Frau Gunawan und ihr Mann nicken, sie wissen das längst alles, jetzt wollen sie Fotos von der weltberühmten Betonwand machen. Die beiden sind für die Flitterwochen in Europa, drei Tage haben sie für Deutschland. 'Das hier', sagt der junge Ehemann, 'sollte der Höhepunkt sein.' Er guckt jetzt etwas ratlos auf einen turmhohen Kran, der hinter der Mauer aufgefahren ist. Er soll sie einreißen. 'Also', rutscht es Frau Gunawan heraus, 'spinnen die?'
Sie spinnen, das sagen nach den Menschen aus Papua-Neuguinea jetzt auch die in Berlin. Sie sagen es im Radio, im Fernsehen und auf der Straße, sie sagen es im Senat und im Bundestag. Nur, dass eben keiner schuld daran sein will, dass Berlin dabei ist, ein weltbekanntes Denkmal zu zerstören, das Teil des Berliner Gedenkstättenkonzepts ist, dazu unter Denkmalschutz steht und zu den größten Touristenattraktionen der Stadt gehört.
Die East Side Gallery, das war bis 1989 Teil der Hinterlandmauer in Ost-Berlin, und es haben sich hier, in Schussweite der Wachtürme, dramatische Szenen abgespielt. 1972 ertrank auf der Kreuzberger Seite der Spree der achtjährige Cengaver Katranci, DDR-Wasserschutzpolizisten sahen zu. Auch andere kamen hier um, auf der Flucht, bevor Berlins längstes verbleibendes Mauerstück nach der Wende von internationalen Künstlern zur Freiluftgalerie umgestaltet und vor fünf Jahren für 2,5Millionen restauriert wurde.
Die Grundstücke dahinter, zwischen Spree und Mauer, wurden verkauft und fielen über Jahre in Dornröschenschlaf. Hier blühte eine wilde, allseits beliebte Landschaft von Strandbars. Nun aber steigen die Immobilienpreise in Berlin, und die ersten Investoren wollen bauen. Ein gewisser Maik Uwe Hinkel plant an der Mühlenstraße einen 63 Meter hohen Wohnturm für Luxusapartments, er gilt bereits als Berlins bestgehasstes Gebäude. Daneben soll ein 150 Meter langer Blockbau wachsen.
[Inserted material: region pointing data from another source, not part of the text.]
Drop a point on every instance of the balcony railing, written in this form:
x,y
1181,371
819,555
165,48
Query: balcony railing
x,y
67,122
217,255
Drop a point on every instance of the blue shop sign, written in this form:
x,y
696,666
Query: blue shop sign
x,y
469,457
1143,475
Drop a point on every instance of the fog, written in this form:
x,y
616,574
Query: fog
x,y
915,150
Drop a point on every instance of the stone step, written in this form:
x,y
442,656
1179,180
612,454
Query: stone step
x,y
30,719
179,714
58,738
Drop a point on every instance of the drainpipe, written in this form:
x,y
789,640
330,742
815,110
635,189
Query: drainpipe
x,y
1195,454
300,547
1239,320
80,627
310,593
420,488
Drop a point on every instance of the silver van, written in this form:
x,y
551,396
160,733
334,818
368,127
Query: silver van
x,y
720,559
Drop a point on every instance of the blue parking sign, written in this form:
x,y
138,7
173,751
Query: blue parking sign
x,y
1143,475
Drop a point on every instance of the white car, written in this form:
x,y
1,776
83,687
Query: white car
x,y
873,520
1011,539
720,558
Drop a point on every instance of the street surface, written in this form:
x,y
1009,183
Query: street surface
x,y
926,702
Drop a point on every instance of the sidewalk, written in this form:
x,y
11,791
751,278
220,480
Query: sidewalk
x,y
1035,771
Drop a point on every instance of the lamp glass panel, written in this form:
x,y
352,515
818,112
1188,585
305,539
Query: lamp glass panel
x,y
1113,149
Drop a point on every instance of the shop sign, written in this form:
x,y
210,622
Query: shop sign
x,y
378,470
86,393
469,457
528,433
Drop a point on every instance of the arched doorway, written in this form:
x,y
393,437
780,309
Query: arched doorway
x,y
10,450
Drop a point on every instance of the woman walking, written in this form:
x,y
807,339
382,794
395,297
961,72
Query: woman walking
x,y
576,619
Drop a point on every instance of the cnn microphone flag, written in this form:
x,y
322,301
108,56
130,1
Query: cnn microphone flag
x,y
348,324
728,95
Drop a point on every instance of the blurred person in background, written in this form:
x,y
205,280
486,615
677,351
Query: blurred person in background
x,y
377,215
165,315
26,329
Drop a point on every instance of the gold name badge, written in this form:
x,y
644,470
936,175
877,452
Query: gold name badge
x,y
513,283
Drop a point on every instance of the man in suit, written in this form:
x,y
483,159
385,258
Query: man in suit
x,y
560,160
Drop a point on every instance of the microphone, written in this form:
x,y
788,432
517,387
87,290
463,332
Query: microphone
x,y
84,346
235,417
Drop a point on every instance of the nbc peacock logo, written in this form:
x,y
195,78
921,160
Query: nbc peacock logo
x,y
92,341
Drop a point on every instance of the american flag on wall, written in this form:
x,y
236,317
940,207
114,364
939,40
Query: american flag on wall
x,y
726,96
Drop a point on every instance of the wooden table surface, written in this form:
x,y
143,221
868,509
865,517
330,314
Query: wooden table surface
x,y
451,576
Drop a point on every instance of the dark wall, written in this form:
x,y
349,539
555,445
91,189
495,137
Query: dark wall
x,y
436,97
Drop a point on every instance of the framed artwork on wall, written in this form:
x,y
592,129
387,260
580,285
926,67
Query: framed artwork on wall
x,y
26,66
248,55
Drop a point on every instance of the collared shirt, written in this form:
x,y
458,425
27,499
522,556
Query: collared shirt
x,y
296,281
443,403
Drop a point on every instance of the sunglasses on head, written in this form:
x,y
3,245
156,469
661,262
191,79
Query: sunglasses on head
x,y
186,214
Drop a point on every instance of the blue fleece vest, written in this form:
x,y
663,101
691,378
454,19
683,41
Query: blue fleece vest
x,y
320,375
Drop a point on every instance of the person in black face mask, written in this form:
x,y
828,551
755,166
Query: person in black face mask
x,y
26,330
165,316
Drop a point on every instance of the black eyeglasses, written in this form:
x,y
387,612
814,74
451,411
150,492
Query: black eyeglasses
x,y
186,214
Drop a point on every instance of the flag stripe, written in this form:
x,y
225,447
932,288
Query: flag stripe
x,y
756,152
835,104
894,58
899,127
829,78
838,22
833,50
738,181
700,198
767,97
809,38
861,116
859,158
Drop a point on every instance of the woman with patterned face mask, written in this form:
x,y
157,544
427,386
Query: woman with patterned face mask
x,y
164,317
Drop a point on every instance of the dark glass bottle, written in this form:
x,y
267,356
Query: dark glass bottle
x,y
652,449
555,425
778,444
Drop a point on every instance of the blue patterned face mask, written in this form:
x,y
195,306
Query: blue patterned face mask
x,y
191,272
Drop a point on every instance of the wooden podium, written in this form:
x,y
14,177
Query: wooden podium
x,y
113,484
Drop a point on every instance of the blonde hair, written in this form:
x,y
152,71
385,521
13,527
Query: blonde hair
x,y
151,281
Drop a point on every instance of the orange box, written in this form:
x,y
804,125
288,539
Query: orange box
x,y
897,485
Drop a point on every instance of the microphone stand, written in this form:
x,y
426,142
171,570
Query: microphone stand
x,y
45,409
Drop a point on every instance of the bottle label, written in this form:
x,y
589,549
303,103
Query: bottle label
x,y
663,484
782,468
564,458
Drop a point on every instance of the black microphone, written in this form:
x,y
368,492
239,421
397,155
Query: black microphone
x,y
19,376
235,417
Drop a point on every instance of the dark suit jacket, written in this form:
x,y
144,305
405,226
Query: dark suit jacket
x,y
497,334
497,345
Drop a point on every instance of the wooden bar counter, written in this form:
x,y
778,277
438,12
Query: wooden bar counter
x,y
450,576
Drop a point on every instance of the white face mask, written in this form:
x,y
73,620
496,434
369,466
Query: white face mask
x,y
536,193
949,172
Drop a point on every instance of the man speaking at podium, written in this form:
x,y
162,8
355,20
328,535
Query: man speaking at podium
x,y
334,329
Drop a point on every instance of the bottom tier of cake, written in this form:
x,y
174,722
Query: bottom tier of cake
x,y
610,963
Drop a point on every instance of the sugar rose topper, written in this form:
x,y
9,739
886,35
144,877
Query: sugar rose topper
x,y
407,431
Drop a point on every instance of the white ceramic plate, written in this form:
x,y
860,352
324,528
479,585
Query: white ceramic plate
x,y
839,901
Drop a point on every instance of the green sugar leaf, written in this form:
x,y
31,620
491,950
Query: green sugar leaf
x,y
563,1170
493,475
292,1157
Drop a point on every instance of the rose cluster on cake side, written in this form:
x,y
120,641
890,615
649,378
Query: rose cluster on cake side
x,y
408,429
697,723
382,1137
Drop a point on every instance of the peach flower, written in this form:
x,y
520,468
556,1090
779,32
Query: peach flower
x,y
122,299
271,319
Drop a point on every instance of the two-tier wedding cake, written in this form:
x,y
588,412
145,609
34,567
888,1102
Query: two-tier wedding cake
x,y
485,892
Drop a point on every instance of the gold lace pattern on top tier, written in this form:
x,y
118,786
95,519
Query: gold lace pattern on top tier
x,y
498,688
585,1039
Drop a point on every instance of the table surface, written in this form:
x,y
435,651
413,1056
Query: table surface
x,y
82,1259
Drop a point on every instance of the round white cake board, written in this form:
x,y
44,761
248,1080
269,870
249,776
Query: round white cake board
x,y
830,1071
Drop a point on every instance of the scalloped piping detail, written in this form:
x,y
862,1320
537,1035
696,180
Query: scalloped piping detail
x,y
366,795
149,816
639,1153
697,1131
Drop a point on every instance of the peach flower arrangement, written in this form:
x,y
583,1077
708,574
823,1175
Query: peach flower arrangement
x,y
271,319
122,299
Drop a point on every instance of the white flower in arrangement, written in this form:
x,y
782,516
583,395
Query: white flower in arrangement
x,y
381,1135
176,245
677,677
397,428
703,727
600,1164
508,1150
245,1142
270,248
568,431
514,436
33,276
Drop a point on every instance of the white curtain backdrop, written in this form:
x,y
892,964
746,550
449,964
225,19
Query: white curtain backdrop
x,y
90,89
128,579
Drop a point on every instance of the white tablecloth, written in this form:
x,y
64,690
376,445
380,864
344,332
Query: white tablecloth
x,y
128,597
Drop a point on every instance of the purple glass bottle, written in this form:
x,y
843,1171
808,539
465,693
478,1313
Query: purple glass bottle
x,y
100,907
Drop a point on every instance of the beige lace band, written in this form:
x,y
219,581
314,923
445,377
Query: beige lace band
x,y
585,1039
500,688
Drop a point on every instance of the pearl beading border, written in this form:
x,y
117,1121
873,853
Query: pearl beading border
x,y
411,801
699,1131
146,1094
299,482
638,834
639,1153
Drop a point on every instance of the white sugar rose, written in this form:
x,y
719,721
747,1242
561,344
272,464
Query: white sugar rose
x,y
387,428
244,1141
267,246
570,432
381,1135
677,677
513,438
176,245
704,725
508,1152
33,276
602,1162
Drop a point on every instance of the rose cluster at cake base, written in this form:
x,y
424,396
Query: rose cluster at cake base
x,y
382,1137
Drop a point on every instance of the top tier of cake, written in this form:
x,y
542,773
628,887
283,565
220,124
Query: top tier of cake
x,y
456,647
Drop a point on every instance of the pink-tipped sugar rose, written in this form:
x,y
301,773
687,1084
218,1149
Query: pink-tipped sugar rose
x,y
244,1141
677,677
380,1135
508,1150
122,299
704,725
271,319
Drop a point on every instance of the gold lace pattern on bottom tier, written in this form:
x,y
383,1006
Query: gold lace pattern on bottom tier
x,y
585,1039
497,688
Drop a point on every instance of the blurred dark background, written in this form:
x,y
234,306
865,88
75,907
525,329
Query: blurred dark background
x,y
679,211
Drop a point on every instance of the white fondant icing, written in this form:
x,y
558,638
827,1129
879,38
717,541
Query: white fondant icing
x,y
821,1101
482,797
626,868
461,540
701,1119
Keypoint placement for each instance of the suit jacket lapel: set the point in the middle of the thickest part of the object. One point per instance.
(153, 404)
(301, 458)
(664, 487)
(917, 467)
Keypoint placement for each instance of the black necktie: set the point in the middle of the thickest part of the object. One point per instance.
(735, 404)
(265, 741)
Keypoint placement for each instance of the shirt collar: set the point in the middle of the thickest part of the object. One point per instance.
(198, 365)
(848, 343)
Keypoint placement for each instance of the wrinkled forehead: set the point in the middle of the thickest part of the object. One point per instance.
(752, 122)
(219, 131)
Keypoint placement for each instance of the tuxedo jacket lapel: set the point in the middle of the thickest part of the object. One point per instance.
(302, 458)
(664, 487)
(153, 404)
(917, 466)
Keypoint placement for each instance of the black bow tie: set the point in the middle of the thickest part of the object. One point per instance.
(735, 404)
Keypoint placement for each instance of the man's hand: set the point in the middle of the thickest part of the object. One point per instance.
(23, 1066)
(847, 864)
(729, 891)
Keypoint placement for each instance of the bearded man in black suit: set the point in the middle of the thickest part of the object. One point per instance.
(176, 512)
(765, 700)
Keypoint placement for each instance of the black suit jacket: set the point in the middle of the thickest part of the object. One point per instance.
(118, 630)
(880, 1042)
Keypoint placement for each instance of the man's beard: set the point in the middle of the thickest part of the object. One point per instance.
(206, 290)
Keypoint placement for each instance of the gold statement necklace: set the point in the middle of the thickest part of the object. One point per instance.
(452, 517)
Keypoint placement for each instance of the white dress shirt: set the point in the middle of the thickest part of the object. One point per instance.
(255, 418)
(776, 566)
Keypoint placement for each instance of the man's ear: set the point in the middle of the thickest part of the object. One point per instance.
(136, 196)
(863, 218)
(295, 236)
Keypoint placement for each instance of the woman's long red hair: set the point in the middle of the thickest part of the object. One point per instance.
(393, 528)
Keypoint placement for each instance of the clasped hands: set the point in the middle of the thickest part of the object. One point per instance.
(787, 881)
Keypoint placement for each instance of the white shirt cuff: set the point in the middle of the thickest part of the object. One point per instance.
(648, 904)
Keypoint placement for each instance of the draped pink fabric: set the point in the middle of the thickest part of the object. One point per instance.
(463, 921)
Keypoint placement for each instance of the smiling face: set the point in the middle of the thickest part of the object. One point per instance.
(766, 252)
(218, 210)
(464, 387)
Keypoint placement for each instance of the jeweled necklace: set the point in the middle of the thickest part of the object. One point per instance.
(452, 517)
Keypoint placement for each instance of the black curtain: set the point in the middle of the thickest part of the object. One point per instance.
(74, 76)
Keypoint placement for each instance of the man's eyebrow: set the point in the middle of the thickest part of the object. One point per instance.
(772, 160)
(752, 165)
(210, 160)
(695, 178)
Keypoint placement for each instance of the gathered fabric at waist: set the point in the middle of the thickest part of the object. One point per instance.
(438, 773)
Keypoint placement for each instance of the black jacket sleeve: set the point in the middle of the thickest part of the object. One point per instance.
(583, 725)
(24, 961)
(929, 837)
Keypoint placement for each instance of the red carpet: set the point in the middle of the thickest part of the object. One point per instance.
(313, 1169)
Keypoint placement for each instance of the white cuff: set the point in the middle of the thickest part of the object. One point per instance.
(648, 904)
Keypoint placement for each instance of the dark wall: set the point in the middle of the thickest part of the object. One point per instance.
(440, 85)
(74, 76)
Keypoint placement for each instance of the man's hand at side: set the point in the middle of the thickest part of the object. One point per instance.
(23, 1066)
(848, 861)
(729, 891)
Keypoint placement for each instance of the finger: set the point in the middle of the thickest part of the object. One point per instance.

Der Bezirk Friedrichshain-Kreuzberg hat 2008 eine Baugenehmigung erteilt. Dann brachen Proteste los, auch weil erste Neubauten am Spreeufer von erlesener Scheußlichkeit waren. Der grüne Bezirksbürgermeister Franz Schulz bekam kalte Füße. Er lavierte, versuchte aus Bauland einen Park zu machen und den Senat zu einem Grundstückstausch zu bewegen. Ein Park, bitte sehr, heißt es beim Senat. Aber das Land bezahlt nicht für Fehler des Bezirks und rückt kein Grundstück zum Tausch heraus. Der Investor aber will jetzt eine Verbindung zwischen seinem Grund und der Mühlenstraße, er soll einen Rechtstitel für den Mauerdurchbruch haben - und die Zustimmung vom Denkmalschutz. Wenn stimmt, was aus Senatskreisen durchsickerte, wurden noch drei weitere Mauerdurchbrüche beantragt. Der Fall liegt beim Verwaltungsgericht. In der Stadt aber bricht nun ein Sturm los.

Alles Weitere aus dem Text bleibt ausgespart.